LM: My whole identity has been tied to place. If you go through all of my art, all of my old music, all these things, they're named after places and spaces that have meant things to me. On this record, I was a little more abstract with some of that stuff, but it is a very place-based album. It is about my relationship to music, but it's also about my relationship to community and geography. The album after this is very much about my relationship to Memphis and this country. Memphis, to me, feels like a sample size of whatever horror is happening in this country. The South is the most potent version of those things. Like, our government just built an AI data center right outside South Memphis. The residents don’t want it, but our mayor is corrupt.

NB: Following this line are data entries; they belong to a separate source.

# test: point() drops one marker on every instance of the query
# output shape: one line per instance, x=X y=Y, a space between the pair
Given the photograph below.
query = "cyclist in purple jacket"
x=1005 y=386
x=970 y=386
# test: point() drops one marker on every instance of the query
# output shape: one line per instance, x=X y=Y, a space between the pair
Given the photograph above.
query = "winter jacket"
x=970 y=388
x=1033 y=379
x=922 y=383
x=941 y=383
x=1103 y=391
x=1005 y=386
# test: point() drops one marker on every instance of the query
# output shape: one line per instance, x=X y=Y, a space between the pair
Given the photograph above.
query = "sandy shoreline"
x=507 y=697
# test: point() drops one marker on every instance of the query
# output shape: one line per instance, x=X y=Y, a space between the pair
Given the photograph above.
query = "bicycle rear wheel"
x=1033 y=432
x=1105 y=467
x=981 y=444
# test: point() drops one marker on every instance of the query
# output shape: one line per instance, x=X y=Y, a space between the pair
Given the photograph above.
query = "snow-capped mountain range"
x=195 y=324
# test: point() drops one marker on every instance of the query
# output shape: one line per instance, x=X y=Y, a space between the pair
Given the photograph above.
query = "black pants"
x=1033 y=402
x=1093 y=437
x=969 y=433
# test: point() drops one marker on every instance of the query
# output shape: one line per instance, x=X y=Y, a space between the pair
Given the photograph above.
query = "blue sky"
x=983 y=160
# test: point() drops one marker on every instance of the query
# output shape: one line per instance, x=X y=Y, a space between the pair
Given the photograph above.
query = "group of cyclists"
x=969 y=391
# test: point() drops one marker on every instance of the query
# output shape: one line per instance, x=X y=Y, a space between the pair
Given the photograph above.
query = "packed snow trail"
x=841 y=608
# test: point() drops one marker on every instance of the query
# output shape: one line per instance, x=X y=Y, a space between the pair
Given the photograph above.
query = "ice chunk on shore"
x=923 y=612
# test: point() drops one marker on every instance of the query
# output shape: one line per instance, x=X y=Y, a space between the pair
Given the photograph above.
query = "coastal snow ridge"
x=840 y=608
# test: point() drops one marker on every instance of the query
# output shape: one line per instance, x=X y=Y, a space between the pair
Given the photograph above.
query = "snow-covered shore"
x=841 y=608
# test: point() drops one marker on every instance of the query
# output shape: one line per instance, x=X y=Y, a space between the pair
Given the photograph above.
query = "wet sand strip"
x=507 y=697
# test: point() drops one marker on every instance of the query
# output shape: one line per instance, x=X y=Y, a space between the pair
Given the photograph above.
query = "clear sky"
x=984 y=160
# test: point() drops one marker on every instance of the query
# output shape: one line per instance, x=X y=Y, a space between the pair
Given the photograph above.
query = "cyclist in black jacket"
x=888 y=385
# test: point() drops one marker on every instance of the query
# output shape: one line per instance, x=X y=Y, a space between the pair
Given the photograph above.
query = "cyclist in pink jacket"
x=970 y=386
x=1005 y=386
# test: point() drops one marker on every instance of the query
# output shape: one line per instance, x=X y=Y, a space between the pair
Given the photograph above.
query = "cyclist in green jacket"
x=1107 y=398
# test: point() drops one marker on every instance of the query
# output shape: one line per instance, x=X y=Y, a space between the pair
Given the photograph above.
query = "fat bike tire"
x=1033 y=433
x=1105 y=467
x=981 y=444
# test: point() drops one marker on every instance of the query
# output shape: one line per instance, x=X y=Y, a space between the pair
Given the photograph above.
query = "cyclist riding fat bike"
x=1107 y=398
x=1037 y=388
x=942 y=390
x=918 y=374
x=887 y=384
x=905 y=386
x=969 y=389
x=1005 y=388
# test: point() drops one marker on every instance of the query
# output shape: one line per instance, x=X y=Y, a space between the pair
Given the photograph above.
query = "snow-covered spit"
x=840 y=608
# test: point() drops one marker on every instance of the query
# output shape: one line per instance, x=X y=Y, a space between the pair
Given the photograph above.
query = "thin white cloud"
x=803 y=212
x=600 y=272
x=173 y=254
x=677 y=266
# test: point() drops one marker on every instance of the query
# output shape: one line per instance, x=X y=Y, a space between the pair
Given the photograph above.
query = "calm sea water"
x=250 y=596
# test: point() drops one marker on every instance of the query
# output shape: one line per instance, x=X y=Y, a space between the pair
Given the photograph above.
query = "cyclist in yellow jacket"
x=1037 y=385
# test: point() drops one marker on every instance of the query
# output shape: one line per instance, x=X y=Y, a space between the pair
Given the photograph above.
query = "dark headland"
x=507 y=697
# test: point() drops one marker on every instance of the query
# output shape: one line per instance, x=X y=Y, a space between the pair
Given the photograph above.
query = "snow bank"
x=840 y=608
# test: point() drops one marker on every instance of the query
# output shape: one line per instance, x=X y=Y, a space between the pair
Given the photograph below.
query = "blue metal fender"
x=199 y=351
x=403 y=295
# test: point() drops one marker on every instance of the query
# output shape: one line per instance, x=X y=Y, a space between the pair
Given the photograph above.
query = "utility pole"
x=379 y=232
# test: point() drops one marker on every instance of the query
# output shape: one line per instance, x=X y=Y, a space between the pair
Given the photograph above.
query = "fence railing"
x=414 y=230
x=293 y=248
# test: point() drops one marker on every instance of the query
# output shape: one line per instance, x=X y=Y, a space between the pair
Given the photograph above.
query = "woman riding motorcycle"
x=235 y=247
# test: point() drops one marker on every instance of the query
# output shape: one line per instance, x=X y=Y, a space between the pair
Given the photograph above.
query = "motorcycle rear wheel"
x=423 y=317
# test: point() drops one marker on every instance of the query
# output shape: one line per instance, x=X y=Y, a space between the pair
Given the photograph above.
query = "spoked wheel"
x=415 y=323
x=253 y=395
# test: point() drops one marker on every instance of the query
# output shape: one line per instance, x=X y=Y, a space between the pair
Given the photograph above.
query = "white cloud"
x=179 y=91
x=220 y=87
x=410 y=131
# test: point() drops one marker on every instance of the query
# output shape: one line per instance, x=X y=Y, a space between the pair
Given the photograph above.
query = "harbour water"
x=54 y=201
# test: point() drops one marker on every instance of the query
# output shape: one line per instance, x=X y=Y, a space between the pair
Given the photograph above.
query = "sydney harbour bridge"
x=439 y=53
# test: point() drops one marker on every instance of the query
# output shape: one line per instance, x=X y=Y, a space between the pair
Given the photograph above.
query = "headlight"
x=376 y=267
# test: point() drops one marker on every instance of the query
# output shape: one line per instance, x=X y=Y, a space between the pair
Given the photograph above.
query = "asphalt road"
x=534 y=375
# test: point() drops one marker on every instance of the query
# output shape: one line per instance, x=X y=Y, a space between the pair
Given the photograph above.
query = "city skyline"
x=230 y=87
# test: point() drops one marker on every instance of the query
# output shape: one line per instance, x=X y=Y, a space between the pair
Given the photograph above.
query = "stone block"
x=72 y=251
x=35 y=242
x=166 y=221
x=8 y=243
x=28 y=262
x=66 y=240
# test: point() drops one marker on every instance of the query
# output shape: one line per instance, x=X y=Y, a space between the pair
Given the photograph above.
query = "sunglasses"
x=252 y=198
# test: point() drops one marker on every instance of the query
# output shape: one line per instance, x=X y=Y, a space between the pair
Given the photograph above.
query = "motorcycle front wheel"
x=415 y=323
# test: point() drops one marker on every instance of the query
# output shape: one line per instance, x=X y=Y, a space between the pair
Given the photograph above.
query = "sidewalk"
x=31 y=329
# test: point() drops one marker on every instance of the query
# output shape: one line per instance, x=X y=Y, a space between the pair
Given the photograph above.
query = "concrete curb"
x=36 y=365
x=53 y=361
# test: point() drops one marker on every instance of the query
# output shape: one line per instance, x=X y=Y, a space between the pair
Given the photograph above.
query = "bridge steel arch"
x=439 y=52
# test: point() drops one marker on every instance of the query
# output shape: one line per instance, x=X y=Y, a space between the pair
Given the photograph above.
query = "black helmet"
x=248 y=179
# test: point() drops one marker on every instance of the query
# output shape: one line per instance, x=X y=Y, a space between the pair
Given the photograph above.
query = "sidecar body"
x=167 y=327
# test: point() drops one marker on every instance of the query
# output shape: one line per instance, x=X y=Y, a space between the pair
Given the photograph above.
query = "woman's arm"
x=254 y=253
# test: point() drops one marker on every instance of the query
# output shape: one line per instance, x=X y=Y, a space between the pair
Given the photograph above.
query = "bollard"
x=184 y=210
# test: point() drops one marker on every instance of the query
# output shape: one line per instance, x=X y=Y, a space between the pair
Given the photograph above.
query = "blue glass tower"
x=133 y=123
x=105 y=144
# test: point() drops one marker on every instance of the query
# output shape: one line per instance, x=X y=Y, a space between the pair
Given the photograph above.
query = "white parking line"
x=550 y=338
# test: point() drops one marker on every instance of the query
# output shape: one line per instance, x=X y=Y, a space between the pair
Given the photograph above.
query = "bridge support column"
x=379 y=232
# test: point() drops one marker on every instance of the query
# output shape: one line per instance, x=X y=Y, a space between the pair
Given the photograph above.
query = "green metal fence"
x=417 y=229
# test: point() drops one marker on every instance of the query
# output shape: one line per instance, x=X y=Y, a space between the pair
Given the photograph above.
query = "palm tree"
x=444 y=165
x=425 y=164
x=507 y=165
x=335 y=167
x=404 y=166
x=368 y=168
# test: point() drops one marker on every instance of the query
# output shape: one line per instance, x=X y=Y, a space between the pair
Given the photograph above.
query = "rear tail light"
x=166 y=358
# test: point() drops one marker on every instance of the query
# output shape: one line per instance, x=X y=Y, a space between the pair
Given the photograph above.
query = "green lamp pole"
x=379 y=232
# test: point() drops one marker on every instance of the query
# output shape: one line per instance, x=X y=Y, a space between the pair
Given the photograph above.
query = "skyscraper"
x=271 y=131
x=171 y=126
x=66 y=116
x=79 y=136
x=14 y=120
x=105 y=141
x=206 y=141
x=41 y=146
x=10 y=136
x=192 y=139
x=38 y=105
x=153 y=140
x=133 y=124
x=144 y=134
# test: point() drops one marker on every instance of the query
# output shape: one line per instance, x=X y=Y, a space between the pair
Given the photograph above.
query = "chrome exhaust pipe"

There are so many people here who are in leadership that hate poverty but not the things that cause poverty. They hate poor people. They want to create things that they think are going to eradicate that, but in reality, they're just going to displace people and then they're going to develop those areas. We have a Black mayor who we assumed was rooted in the community and activism. Now, he’s standing alongside the developers and the corporations and handing out tax breaks, because he's a coward. This will poison the people of South Memphis and then later the people of Whitehaven, all for an economic boost that is not going to help the citizens of Memphis.
It's only going to line the pockets of Elon Musk and some of these other people who can make money in that space. These are data centers. There's not that many people working there, and they're not going to hire us because the only jobs that they give Black folks from Memphis are the warehousing jobs, the delivery jobs, the kind of menial jobs that they want us to see us in.
Is that part of why you want to leave?
LM: Yeah, it’s why I don't want to live here. If my health can be altered because of where I live, I need to leave. I’m lucky I can. These motherfuckers that are just trying to make money and are steeped in capitalism and imperialism don't care about the people and don't care about the land. They don't care about people's health, and they just want to make money. They’ll do that by any means necessary. I want to get away from that if possible. I don't know how, but I want to get away from it.